Up to that point, the people of this planet had meant little to me, but I realised then that they meant everything. With my teleport not yet complete, they were the only living beings I knew. Eve was my constant companion, and I had designed her – by that time I thought of her as ‘her’ – to be indistinguishable from an animate individual, but she was in reality nothing more than a construction. After losing my own people, I could not bear the idea that another species was gone for ever. The thoughts that I had been trying to contain erupted inside me. The universe would never know another Elipig, The Grun would fade into myth and legend – if that. Generations of children would grow up on a million worlds, but not one of them would ever stroke a pet Fruzin or take it for a walk. And now this race, too, was lost.
I cried for three days.
Then I said to Eve: We must stop any more species dying out.
She said to me: How do you know when a species is dying out?

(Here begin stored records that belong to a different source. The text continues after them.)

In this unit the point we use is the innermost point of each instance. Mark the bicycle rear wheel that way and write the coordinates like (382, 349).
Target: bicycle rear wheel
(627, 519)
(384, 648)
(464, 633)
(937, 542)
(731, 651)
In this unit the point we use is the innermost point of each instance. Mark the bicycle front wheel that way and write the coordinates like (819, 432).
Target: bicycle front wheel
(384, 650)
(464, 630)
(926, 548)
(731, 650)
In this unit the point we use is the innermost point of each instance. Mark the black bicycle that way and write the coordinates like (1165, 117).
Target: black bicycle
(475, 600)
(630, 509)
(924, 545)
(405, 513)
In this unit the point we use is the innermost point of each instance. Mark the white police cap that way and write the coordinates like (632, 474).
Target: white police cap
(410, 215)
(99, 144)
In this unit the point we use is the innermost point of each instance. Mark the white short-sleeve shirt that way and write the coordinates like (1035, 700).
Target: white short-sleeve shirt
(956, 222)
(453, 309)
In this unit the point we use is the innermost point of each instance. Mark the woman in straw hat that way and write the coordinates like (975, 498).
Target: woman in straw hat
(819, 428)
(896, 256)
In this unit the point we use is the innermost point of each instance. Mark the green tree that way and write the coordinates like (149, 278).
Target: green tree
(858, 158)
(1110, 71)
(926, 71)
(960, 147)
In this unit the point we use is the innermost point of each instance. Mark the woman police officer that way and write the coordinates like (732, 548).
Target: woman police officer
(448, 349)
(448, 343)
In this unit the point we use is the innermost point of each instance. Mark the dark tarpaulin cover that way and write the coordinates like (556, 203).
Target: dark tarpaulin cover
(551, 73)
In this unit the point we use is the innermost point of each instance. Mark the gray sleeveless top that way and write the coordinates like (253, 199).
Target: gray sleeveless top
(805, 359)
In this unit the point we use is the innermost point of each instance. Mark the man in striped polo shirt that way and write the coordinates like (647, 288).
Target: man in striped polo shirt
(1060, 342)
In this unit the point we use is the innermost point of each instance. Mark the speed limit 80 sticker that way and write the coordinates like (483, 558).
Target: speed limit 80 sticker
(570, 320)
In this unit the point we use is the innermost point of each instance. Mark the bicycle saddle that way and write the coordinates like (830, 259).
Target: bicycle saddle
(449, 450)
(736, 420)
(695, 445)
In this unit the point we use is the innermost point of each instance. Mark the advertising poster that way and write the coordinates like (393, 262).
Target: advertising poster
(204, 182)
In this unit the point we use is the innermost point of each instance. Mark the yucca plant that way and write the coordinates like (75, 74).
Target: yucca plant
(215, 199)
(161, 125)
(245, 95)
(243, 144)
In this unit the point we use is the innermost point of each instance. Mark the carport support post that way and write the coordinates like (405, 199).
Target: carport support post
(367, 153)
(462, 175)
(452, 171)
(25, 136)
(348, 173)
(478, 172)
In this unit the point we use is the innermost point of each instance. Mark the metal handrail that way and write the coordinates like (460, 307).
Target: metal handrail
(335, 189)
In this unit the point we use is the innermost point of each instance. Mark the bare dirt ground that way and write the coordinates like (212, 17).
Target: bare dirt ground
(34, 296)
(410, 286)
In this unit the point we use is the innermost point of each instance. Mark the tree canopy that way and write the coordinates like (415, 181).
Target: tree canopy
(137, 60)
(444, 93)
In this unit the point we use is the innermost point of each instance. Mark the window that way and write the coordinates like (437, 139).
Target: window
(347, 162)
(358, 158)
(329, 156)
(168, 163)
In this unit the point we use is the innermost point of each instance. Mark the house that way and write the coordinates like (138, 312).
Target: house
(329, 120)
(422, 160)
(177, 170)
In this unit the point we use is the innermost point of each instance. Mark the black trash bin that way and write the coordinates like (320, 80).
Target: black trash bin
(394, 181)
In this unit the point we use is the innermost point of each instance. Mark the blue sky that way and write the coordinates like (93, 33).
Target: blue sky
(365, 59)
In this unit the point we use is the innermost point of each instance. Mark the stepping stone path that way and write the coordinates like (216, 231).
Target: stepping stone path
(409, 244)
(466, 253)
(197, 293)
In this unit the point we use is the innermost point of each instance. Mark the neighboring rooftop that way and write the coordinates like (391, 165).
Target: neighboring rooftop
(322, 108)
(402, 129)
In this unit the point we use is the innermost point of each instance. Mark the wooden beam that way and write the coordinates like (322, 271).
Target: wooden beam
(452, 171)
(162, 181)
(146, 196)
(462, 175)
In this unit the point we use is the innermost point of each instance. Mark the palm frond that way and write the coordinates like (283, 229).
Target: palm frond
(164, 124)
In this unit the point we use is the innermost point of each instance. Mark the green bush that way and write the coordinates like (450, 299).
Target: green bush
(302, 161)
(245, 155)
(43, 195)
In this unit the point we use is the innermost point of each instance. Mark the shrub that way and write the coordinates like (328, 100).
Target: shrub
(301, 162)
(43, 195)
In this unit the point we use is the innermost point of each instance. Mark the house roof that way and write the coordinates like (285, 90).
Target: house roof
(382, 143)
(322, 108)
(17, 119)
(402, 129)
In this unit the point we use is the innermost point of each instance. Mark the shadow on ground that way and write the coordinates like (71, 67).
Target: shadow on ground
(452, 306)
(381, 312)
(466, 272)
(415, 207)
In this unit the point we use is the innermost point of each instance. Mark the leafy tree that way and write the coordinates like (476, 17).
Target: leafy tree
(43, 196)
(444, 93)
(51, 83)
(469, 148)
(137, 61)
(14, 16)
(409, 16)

And I suddenly thought: My species is dying out. I had thought of it as dead, but it isn’t, not yet. I said this to her, I said that I was the only one left and when I was gone my people would be no more. I see now that she took me at my word. In her eyes, a species was dying out if and only if there was only one example left. I should have talked to her about conservation, education, helping a species to continue. But I didn’t.
I told her that these species mustn’t be lost. That the rest of the universe must know about them. Everyone must be preserved. Every planet must be remembered.
And she said to me: I understand. Your species is dying out. It must not be lost.